Oktomica Comics was a short-lived comic publisher which published three series between 1998 and 1999: Virtex, The Wonderlanders and Wisp. All three series were created by Casey Lau and Jeff Kwan with scripting assistance from such comic professionals as Mike Baron, Pat Mills and Tom and Mary Bierbaum.

==Titles==
The first book to be released was the 12-page Virtex #0 and the company's final releases were Virtex #3, The Wonderlanders #2 and Wisp #1.

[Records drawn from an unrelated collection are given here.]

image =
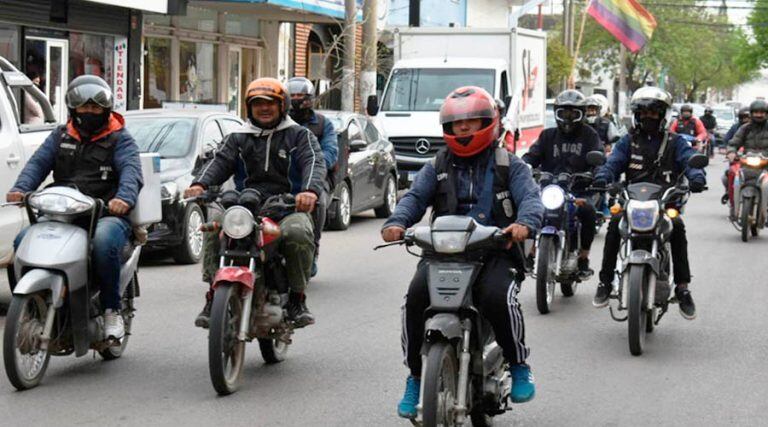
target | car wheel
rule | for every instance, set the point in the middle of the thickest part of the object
(190, 250)
(390, 199)
(343, 209)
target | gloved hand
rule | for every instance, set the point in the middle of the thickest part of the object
(696, 186)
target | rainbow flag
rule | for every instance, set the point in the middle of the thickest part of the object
(627, 20)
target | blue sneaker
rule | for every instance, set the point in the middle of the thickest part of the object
(407, 406)
(523, 388)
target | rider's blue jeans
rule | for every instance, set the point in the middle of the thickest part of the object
(112, 233)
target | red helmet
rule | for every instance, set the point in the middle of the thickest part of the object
(469, 102)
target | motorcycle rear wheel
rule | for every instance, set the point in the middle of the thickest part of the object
(225, 352)
(637, 314)
(25, 319)
(545, 274)
(746, 211)
(440, 384)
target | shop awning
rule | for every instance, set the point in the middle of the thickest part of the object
(159, 6)
(330, 8)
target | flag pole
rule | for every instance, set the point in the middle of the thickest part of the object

- Virtex was the story of a cybernetic cowboy that chased outlaws through a time-amalgamated wasteland. An interesting gimmick was played out in the 3rd issue of the 3-part story "Divine Intervention" where the issue shipped with 3 versions: #3A, #3B, #3C, each with a different ending.
- The Wonderlanders proclaimed "What Happens When Fairy Tales Grow Up?" Merging the worlds of C. S. Lewis, L. Frank Baum and Lewis Carroll with Capcom and Saturday Morning cartoons. King Layoran and his team of Wonderlanders come to Earth to stop the evil Fenris and his team of evil Wonderlanders. The first story arc has gone uncompleted.
- Wisp was Oktomica's "horror" book - a team of specialists protect our reality from a rip in dimensions that has allowed an evil race into our world. Wisp leads the team against villains that enter our bodies physically through our mouths. Wisp only had one issue release but #1 had a variant cover by Kevin Nowlan.

==Creators==
Oktomica is notable for its high-production values in coloring, printing, and graphic design. All 3 artists went on to bigger projects.

- Kano, artist on Virtex, worked for DC Comics drawing Action Comics and H.E.R.O..
- Kaare Andrews, artist on The Wonderlanders, wrote and drew Spider-Man: Reign for Marvel Comics, among other projects.
- Ruben Martinez, artist on Wisp, went to Stan Lee Media where he drew Backstreet Project, a comic chronicling the adventures of the Backstreet Boys as cyber-crusaders. He has also worked at Mattel Toys designing the art for Batman action figures.

==After Oktomica==

Virtex evolved into a flash-animated series at also now defunct An action figure was planned as well. It has since been reappeared in Digital Webbing Presents.